Durante el camino, me he puesto a reflexionar que, como la gente de Laos, los asiáticos son gente verdaderamente valiente. Incluso en las zonas de pobreza absoluta (no muy lejos, cruzando la frontera o en cualquier barrio de Manila) la gente jamás deja de sonreir. Las adversidades hacen de su vida una aventura diaria, y ellos han aprendido a torear la vida con destreza. La historia del Sudeste Asiático se puede contar a través de los ojos de sus niños, siempre riendo.
Lee Kwan Yew, el padre de Singapur, y uno de los hombres más poderosos e inteligentes de esta parte del mundo, decía el otro día que cuando China y la India estén a máxima potencia, la economía mundial volverá al mismo balance que había en el siglo XVIII, cuando la producción del dragón y del elefante representaba el 40 por ciento del producto interior bruto del mundo.
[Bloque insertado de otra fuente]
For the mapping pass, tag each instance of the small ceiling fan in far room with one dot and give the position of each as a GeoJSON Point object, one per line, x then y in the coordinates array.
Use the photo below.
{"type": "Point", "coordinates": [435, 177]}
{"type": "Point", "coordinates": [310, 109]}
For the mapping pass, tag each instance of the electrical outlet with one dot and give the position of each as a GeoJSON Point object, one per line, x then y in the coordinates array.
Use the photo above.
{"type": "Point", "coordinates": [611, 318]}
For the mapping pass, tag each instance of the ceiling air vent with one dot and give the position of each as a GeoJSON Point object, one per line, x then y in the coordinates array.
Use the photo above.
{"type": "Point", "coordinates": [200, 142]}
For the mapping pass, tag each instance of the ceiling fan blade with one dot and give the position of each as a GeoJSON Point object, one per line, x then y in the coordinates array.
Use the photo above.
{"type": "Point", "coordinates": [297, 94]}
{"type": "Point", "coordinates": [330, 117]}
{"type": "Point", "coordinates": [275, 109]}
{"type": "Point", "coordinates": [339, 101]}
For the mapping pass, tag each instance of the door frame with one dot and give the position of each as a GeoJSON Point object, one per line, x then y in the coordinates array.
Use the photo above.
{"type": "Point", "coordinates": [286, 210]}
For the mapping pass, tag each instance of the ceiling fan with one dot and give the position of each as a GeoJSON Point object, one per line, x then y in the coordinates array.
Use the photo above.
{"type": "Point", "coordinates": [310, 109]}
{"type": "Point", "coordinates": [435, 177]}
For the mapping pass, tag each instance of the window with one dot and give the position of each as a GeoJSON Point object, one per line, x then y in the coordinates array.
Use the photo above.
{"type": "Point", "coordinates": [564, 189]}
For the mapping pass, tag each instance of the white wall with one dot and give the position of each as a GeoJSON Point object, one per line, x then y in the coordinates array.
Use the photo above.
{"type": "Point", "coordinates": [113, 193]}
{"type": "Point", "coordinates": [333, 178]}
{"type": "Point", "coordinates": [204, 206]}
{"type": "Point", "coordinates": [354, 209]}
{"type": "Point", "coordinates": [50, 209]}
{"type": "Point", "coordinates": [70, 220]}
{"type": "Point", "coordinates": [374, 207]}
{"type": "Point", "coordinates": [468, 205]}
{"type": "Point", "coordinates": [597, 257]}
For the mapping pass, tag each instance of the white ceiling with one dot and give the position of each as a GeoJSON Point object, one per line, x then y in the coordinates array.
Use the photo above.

Las grandes ciudades de Asia están superpobladas, son ruidosas, sucias, divertidas. Por el contrario, Vientiane, la capital de Laos, es tranquila. Por allí apenas pasa nadie. Volar con Lao Aviation es jugarse la vida y las carreteras están llenas de bandidos. Pero la última vez que estuve me pasé tres semanas comiendo carne semicruda con hierbas, limón y chile, algo delicioso que ellos llaman "laap". Ahora, no pasa un solo día sin que sueñe con regresar pronto.